Benzing noted that it’s something he’s been hearing for the past five years and that it is negligent of the city to leave that liability out there.

“It’s negligent spending money we don’t have, too,” commented Council Member Sharon Asplin.

Benzing noted that the city is breaking its own law since the current ordinance states that the city is responsible for sidewalk repairs. Putnam later stated he didn’t agree with an ordinance that bound the city to spend money.

The council took no action regarding the sidewalks, but will hold a public hearing Monday, Oct. 21 at 7 p.m. regarding having the ordinance include an assessment to property owners for any snow/ice removal done by the city.

New deputy in town

Deputy Brian Bondhus was introduced to the council last Monday as a full-time deputy replacing Travis Sebring, who has taken a different position in the Meeker County Sheriff’s Office.

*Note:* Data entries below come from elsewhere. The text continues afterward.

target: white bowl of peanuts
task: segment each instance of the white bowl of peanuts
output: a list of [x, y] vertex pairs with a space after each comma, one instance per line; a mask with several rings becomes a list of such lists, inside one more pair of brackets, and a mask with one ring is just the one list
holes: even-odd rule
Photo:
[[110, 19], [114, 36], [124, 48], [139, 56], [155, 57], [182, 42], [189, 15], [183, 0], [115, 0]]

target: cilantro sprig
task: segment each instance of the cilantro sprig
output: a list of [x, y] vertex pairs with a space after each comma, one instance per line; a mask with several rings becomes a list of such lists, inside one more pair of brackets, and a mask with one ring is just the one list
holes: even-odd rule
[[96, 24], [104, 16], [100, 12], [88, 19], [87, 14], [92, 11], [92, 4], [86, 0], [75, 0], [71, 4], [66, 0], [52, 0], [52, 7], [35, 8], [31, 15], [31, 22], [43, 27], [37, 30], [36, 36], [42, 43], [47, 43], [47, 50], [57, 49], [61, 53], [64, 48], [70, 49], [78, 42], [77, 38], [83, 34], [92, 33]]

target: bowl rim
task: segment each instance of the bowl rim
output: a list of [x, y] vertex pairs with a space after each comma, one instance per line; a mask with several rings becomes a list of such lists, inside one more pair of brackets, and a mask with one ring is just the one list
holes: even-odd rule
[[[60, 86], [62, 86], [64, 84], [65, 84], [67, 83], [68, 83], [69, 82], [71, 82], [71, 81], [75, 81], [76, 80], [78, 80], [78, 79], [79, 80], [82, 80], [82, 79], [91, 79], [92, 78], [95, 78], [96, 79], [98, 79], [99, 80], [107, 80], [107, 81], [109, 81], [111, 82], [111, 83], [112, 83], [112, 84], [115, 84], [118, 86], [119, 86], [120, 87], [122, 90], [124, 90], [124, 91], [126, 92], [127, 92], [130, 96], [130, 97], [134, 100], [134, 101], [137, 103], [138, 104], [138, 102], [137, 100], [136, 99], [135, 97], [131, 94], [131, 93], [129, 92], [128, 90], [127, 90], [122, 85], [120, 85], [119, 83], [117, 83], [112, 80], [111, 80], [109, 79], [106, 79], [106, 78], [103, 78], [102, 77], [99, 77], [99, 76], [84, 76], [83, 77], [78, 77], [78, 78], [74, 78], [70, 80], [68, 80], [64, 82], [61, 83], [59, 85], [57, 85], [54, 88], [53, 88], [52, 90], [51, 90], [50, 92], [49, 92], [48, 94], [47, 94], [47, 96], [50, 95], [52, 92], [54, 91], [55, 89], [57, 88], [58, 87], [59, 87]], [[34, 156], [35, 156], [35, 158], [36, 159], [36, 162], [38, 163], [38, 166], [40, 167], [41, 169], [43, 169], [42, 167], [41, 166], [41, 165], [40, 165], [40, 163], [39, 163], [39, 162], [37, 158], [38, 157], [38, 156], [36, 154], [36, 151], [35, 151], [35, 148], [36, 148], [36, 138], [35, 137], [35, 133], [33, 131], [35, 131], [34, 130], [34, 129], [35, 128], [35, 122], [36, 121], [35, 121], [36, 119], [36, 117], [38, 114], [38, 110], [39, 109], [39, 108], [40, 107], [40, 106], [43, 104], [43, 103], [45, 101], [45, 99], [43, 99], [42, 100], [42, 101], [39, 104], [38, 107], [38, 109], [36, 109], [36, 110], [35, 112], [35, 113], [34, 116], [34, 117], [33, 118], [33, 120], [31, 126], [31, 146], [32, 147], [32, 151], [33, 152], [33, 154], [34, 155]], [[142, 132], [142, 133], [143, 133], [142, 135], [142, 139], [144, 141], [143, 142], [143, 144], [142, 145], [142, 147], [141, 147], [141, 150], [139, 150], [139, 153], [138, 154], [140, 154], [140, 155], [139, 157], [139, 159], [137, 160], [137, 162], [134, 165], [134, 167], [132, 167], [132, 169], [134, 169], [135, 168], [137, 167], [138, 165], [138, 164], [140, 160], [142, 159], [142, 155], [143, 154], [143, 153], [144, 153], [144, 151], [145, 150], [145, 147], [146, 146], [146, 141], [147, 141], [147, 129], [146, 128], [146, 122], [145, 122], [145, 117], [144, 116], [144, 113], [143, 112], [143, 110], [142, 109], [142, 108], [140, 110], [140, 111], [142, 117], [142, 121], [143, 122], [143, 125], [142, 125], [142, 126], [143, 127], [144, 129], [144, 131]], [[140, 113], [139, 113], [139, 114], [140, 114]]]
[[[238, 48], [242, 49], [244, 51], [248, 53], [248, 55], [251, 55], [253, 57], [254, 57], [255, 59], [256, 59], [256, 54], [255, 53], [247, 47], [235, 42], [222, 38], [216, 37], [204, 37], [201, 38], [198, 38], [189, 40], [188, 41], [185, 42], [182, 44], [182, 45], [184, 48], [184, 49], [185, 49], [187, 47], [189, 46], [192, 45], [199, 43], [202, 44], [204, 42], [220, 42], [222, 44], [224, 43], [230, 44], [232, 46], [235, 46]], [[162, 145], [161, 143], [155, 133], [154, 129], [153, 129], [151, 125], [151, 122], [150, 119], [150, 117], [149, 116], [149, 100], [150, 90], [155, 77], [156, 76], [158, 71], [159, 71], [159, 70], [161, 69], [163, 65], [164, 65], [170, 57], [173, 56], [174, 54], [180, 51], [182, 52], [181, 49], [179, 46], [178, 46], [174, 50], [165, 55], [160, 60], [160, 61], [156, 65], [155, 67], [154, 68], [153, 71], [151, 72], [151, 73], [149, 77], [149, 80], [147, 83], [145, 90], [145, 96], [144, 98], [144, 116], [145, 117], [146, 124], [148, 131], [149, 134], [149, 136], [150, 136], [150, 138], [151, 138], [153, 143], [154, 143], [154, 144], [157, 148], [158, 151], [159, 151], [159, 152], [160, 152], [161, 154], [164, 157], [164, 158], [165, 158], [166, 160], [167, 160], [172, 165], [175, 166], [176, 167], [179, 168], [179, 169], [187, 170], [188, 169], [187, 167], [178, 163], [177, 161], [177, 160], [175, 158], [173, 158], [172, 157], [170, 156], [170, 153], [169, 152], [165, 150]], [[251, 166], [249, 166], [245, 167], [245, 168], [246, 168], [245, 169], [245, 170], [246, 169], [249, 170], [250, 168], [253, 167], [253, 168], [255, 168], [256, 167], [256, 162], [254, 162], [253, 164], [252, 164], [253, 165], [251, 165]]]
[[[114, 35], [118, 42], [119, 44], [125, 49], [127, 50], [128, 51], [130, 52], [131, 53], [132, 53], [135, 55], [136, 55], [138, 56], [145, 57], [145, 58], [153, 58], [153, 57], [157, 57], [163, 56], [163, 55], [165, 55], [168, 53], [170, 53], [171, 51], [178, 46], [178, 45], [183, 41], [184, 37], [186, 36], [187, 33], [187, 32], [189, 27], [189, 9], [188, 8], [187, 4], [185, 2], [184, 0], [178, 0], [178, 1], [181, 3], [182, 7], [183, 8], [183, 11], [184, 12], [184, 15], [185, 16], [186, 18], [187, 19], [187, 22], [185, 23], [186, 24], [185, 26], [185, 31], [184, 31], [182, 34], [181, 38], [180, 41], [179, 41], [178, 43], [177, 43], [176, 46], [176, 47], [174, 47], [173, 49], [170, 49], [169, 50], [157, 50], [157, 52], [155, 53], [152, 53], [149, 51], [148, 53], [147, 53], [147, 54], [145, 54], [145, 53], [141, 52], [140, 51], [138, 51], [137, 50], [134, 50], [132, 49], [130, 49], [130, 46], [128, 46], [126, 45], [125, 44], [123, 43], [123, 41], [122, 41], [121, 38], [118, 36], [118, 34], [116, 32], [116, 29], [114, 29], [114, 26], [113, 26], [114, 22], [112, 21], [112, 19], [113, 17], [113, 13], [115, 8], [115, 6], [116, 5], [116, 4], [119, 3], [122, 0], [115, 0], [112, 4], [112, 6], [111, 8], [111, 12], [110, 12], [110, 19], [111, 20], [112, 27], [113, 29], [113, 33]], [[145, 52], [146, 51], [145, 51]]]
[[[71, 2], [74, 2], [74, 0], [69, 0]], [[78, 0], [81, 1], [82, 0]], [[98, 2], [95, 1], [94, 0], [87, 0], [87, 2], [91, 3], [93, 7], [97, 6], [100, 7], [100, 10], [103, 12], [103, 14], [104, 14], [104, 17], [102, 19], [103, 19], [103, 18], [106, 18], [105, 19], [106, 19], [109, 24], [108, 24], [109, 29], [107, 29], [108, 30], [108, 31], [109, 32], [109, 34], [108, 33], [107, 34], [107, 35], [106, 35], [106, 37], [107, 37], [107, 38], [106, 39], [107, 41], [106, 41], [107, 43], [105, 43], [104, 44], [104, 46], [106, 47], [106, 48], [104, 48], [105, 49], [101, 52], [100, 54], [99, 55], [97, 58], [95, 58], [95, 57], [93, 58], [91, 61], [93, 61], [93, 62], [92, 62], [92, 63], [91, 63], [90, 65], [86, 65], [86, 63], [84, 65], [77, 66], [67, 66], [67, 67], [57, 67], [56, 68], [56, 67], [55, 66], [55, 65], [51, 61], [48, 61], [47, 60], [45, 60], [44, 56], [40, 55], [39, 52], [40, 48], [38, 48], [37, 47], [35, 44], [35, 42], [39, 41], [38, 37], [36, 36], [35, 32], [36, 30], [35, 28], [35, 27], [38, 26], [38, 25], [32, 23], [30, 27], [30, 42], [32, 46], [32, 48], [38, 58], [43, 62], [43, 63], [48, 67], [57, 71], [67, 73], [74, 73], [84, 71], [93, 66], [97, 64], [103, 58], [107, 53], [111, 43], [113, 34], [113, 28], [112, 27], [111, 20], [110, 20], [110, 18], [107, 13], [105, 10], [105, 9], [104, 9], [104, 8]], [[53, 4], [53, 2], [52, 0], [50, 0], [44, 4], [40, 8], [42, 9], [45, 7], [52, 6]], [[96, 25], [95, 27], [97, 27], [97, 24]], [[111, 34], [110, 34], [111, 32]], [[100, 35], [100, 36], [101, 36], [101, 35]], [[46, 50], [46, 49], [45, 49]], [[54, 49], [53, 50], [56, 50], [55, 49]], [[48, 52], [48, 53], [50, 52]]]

Bondhus, a resident of Darwin, began working part time with the department as a correctional officer in 2006, and then transferred into the boat and water patrol in 2009.

Supt. presents levy information

Dassel-Cokato Superintendent Jeff Powers presented to the council regarding the levy that will be brought forth to voters Tuesday, Nov. 5.

Powers explained that the proposed levy, which would increase the district’s revenue by $450,000, would replace the current levy, which expires in 2015, and will last for 10 years with a small inflationary increase based on the consumer price index.

The levy would amount to $650 per pupil, and include $438 from the voters and $212 from state aid (Location Equity Aid made up of 58 percent state tax base and 42 percent local tax base).

The proposed levy would support the current levy’s expenses including updating technology, off-setting bus fuel and heating costs, providing support to students who struggle academically, hiring additional coaches and advisors as needed based on participation, etc.

Powers provided a graph of the tax impact for residential homesteads, commercial/industrial, and agricultural homestead (taxed on home value and one acre). As an example, Powers used a home with a taxable market value of $175,000. The annual increase would be $12.38.

He also noted the tax-payers will see relief after 2014-15, when the bond will be paid off for the construction of the middle school commons, early childhood center, and district office. The decrease for the same homestead at that time is estimated at $43.20.

Odds and ends

In other business, the council:

• approved a one-time early retirement incentive program for staff, with the deadline being the end of January, for retirement no later than June 30, 2014.

• approved the resignation of Council Member Sara Bollman Nelson from the personnel committee, and Asplin from the fire department advisory board. Asplin will then be on the personnel committee, and Putnam will take her place on the fire department advisory board.

• was informed that there have been a number of thefts from unlocked vehicles within the city, and residents are advised to lock their vehicle doors.